Data protection: clear responsibilities
Tchibo has defined clear responsibilities for data protection. The company data protection officer’s department develops internal data protection guidelines. The data protection office also reviews, builds awareness about, and advises on data protection. Responsibility for the implementation of legal and internal data protection and information security requirements lies directly with each department. This means that each individual employee shares responsibility for the company’s compliance with data protection laws.
Any acute data or information risks are reported directly to the IT Governance and Corporate Data Protection departments. If necessary, the supervisory authorities, crisis management or the Management Board are then involved. In projects where data protection is a relevant factor, such as business process outsourcing, departments are required to involve the corporate data protection department.
Information security: management and measures
The security of our IT systems is a prerequisite for effective data protection. Information security also serves to protect information and systems from a wide variety of threats, ranging from simple malfunctions to hardware defects and cyber-attacks. The information security management system (ISMS) required for this is based on the nationally and internationally recognised standards ISO 27001, BSI Basic Protection, and the NIST-SP-800 series, and is constantly undergoing further development by the IT Governance department.
Various coordinated technical and organisational measures serve to safeguard information security at Tchibo. Examples for technical measures include multi-level detection of malware or encryption of data storage and transmissions. We also involve specialist service providers, e.g. for defence against cyber-attacks or to monitor and respond to new threats. Organisational measures include guidelines, standards, company agreements and operational instructions.
Above all, the interaction of various measures is crucial for achieving an appropriate level of security. For example, technical security measures go hand in hand with the creation and communication of guidelines and with regular checks.

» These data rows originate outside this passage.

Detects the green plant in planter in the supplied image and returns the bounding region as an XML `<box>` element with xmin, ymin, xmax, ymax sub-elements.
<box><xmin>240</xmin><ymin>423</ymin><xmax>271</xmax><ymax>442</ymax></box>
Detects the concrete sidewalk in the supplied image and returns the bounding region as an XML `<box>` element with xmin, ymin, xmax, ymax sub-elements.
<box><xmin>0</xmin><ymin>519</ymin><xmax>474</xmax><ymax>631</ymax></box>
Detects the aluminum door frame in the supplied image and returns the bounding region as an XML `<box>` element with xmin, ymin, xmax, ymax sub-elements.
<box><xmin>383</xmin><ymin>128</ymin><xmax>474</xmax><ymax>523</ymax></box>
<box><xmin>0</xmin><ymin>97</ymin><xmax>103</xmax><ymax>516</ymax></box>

Just as important as these technical and organisational measures is awareness-building, training, and advice for employees. In addition to addressing data protection within the company, we also seek external exchange with other companies. For example, we are a member of the Hamburger Datenschutzgesellschaft (Hamburg Data Protection Association). Tchibo employees are also represented in the Data Protection Working Group of the Federal Association of German Mail-order Companies (bevh) and in the professional associations of IT auditors, IT security managers and IT governance experts. We are also in regular contact with other major Hamburg companies and partners. In this way we can learn from each other and develop further.
Happily, we did not identify any significant data protection breaches in 2017. Only minor breaches occurred due to insufficient processing of requests for information and the incorrect sending of advertising. These were corrected by awareness-building measures.